Ye Jianjun1,Wang Qihao1,Chen Zeyu1,Wang Xingyuan1,Zhang Chichen1,Han Ping1,Wei Qiang1,Bao Yige1

Affiliation:

1. Sichuan University

Abstract

Abstract Objective To determine the prognostic value of lymphovascular invasion (LVI), neutrophil-to-lymphocyte ratio (NLR) and their combination for predicting oncological outcomes in upper tract urothelial carcinoma (UTUC) patients after radical nephroureterectomy (RNU). Materials and methods Data from 581 UTUC patients who underwent RNU at our institution from May 2003 to June 2019 were retrospectively analyzed. The predictive value on the endpoints of interest, including overall survival (OS), cancer-specific survival (CSS) and metastasis-free survival (MFS), was assessed by Kaplan‒Meier curves and the Cox proportional hazard model. The receiver operating characteristic (ROC) curve was computed to evaluate the predictive ability.
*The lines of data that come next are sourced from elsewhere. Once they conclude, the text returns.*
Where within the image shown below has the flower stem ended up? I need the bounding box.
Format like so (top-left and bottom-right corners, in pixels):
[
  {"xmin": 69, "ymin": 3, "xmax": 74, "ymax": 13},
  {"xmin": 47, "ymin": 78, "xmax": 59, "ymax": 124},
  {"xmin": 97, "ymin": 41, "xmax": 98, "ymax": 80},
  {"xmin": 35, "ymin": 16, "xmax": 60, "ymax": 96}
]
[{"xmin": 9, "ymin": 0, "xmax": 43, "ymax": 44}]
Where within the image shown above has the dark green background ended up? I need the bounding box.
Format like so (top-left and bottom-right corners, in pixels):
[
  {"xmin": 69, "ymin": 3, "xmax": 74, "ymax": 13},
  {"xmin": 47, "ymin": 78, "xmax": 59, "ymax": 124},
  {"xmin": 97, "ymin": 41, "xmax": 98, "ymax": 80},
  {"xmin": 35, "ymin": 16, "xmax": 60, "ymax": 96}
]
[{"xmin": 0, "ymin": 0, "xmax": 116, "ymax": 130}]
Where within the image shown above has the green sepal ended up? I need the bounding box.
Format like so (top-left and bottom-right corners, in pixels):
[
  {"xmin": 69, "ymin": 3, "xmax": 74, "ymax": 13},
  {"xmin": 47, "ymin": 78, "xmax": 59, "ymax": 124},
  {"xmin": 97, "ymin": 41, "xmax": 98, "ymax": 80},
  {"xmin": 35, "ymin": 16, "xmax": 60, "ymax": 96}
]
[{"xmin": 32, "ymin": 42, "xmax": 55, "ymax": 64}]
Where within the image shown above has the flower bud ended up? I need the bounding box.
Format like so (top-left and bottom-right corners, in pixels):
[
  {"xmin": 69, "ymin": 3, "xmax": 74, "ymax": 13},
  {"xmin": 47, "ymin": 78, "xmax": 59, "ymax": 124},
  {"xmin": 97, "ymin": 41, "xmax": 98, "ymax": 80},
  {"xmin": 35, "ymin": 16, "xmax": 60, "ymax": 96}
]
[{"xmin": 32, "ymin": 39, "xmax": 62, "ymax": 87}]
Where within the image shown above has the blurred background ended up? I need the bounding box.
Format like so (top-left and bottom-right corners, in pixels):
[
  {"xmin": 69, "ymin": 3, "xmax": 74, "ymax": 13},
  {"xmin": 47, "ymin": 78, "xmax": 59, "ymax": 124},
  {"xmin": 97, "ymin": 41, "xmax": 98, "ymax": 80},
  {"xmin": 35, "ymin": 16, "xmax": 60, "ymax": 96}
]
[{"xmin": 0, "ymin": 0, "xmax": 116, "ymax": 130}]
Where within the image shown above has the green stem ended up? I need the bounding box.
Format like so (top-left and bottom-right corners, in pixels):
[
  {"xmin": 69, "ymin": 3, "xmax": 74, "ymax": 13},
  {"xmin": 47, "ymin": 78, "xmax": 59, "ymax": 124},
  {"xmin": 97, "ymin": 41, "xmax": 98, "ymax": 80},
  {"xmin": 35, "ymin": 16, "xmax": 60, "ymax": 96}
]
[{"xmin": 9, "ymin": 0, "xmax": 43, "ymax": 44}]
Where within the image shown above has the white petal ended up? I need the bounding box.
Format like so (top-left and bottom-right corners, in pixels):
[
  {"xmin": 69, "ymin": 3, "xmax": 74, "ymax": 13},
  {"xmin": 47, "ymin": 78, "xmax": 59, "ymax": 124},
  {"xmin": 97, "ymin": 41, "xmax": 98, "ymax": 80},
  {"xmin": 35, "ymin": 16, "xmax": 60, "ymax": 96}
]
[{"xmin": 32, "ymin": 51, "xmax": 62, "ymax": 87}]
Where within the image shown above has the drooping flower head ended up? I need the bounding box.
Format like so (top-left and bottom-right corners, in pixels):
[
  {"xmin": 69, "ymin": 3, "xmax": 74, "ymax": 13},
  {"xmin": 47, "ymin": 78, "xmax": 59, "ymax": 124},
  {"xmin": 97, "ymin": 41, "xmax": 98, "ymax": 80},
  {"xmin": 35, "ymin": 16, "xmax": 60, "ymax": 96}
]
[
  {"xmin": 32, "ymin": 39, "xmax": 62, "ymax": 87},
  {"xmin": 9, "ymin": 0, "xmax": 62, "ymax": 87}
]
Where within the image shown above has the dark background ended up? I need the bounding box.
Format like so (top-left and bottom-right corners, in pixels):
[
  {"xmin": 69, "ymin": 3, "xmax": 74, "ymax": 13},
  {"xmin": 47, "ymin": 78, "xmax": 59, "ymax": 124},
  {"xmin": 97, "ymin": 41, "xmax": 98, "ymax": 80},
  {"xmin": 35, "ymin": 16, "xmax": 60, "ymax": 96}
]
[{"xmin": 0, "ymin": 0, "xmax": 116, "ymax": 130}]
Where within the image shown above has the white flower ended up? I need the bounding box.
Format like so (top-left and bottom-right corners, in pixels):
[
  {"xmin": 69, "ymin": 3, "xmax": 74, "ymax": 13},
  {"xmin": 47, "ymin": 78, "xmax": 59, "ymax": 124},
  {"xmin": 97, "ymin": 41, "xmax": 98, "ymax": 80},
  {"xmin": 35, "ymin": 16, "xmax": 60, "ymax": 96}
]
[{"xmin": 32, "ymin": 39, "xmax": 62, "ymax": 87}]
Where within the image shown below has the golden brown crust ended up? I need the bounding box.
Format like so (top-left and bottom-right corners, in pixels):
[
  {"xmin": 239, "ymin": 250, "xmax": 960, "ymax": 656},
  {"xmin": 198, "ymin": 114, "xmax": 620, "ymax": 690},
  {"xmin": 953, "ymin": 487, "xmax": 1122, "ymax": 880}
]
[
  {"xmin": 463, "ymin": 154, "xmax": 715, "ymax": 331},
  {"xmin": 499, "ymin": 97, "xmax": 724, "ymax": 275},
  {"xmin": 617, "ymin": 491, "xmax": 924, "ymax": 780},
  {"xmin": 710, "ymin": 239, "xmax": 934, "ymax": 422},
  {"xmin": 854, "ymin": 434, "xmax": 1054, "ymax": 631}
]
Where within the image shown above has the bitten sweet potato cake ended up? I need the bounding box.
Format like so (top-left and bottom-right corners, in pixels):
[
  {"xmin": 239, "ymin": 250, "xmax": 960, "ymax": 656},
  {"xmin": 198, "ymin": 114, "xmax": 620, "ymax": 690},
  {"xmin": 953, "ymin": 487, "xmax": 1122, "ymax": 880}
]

Results Patients in the LVI-positive group or NLR-high group had a significantly worse OS, CSS and MFS than those in the LVI-negative group or NLR-low group. LVI-positive and NLR-high coexistence was an independent risk factor for OS, CSS and MFS in multivariate analyses (HR 2.28, 95% CI 1.52–3.44; HR 2.56, 95% CI 1.63–4.01; HR 1.83, 95% CI 1.09–3.06, respectively). Furthermore, adding LVI and NLR to the basal model, consisting of tumor stage, grade and lymph node metastasis, improved the ability to predict the survival outcomes of UTUC patients in ROC analysis. Conclusion LVI, NLR and their combination were all independent risk factors for OS, CSS and MFS in UTUC patients after RNU. Adding LVI and NLR into the basal model enhanced the prognostic prediction ability throughout the follow-up period. It might be a feasible and promising tool for risk stratification and individualized treatment.